AJHG: What prompted you to start working on this project?
Diego: Single-cell RNA-seq is a hugely powerful tool for finding novel fine-scale cell types in complex tissues. But if we’re interested in human disease, how can we prioritize potentially trait-involved cells, out of all the newly identified cell types, for further characterization? Our idea was to focus on cell types that tend to specifically express genes near mutations associated with the trait of interest. Surprisingly, when we started thinking about this project, there hadn’t been work published attempting to connect GWAS data and such findings from single-cell assays.
AJHG: What about this paper/project most excites you?
Diego: The development of RolyPoly allowed us to find finer-scale trait-associated cell types from complex tissues; particularly, we focused on neuropsychiatric traits and single-cell data from human brains. There had been hints of immune involvement in Alzheimer’s disease, thus we were intrigued to see this association with microglia, which are the brain’s immune cells. Additionally, there has been wonderful work clustering single-cells into cell states, which we can also scan for links with complex traits. For example, we found that actively replicating cell types from early timepoints of fetal brain development were associated with schizophrenia. These findings are exciting because they can be used to inform the development of cell type or state models that more specifically capture human disease processes.
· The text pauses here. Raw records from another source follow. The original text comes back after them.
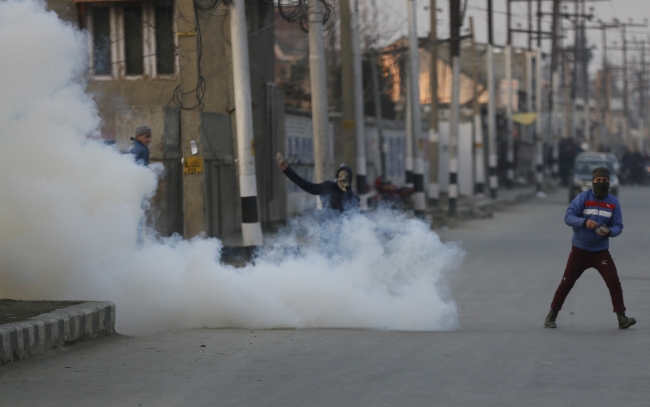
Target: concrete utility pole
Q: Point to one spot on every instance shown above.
(479, 159)
(383, 147)
(416, 113)
(434, 137)
(626, 102)
(454, 19)
(492, 124)
(359, 117)
(585, 77)
(349, 89)
(555, 88)
(318, 80)
(510, 165)
(251, 227)
(194, 213)
(539, 106)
AJHG: Thinking about the bigger picture, what implications do you see from this work for the larger human genetics community?
Diego: When we began this project, there were only a limited number of human single-cell datasets publicly available. Earlier this year, plans for the human cell atlas were announced, which will result in large publicly accessible datasets of single-cell RNA-seq measurements. Our hope is that researchers can use our tool along with other single-cell methods to further our understanding of biology and complex traits.
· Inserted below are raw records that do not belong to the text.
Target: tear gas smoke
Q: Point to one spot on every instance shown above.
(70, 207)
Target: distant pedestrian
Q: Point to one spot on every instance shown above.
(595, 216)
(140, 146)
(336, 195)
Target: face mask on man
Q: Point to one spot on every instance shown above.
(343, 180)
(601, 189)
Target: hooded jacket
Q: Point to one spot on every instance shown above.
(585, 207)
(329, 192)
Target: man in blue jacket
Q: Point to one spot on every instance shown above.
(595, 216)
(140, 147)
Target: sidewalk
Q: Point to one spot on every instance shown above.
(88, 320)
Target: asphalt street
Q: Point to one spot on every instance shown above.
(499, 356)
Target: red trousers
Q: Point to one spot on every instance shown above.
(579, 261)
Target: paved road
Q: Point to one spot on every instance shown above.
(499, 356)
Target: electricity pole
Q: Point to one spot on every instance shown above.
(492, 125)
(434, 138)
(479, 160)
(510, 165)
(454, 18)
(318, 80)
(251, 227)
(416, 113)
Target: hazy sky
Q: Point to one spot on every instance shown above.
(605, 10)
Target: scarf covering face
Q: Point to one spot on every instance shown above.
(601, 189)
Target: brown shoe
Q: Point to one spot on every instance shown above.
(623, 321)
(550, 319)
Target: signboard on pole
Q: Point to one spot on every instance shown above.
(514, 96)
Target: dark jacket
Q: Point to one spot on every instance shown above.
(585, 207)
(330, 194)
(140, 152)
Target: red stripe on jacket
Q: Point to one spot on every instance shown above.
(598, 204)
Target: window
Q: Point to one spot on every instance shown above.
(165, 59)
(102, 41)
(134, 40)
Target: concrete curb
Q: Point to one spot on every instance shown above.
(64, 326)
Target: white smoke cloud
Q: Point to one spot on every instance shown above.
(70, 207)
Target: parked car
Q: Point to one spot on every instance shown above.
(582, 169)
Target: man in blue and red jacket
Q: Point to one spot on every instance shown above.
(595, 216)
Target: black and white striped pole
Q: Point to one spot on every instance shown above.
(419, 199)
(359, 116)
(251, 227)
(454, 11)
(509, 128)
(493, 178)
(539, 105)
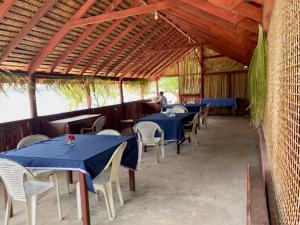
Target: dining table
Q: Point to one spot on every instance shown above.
(88, 155)
(173, 126)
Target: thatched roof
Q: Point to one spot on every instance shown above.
(69, 36)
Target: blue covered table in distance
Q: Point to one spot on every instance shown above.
(173, 126)
(219, 102)
(190, 106)
(89, 155)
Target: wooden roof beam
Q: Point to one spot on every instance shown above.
(43, 54)
(111, 44)
(134, 50)
(82, 37)
(212, 9)
(172, 60)
(169, 22)
(152, 60)
(5, 7)
(166, 4)
(93, 45)
(27, 28)
(249, 11)
(124, 47)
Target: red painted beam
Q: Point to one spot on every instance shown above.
(27, 28)
(93, 45)
(82, 37)
(43, 54)
(126, 13)
(5, 7)
(111, 44)
(134, 50)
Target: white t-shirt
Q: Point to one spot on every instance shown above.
(163, 101)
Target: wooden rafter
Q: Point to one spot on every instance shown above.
(141, 57)
(135, 49)
(5, 7)
(27, 28)
(93, 45)
(82, 37)
(153, 59)
(158, 61)
(48, 48)
(123, 48)
(166, 4)
(114, 42)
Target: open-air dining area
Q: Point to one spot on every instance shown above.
(150, 112)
AJHG: What advice do you have for trainees/young scientists?
Diego: As a young scientist, you should think deeply about your chosen scientific problem. However, it’s also worth considering how best to communicate your new ideas. The ability to make complex biological or computational concepts accessible is a skill that’s worth refining and will help advance your career regardless of your chosen field. As a result, it takes time and persistence to continue to refine your writing and ideas without becoming discouraged. It took us many months to finalize our manuscript.
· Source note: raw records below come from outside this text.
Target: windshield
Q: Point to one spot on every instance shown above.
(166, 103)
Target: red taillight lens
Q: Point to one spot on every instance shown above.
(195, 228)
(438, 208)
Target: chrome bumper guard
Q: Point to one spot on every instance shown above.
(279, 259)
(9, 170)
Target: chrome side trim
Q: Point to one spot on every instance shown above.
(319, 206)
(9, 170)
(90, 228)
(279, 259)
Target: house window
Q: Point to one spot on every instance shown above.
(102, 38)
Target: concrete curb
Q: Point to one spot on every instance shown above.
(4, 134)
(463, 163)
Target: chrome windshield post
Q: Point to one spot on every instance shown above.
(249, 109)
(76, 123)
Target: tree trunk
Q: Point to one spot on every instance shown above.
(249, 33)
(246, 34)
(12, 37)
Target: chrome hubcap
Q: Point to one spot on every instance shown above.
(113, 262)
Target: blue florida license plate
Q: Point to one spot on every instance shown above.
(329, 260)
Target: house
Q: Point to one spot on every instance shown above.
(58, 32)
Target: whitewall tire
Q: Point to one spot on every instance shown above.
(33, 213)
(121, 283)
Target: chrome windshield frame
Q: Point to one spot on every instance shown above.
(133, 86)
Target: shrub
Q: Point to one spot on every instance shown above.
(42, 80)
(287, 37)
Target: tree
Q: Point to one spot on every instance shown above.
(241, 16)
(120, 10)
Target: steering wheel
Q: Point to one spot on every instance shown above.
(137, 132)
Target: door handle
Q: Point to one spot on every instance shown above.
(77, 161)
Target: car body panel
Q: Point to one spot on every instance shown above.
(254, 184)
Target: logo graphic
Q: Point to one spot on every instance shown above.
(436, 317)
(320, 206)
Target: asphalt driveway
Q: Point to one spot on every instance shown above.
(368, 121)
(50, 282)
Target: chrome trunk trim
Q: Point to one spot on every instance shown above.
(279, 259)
AJHG: And for fun, tell us something about your life outside of the lab.
When not in the lab, Diego enjoys throwing clay coffee mugs at the ceramics studio and eating a hot meal after a long day of backpacking. Audrey appreciates listening to opera and singing karaoke. Jonathan is fond of spending time with his family, searching for the best veggie burrito at Stanford, and running through the foothills of Palo Alto.
Diego Calderon, BA, is a graduate student at Stanford and has been an ASHG member since 2014. Audrey Fu, PhD, is an assistant professor at the University of Idaho, and has been an ASHG member since 2014. Jonathan Pritchard, PhD, is a professor of biology and genetics at Stanford, and has been involved with ASHG since 2002.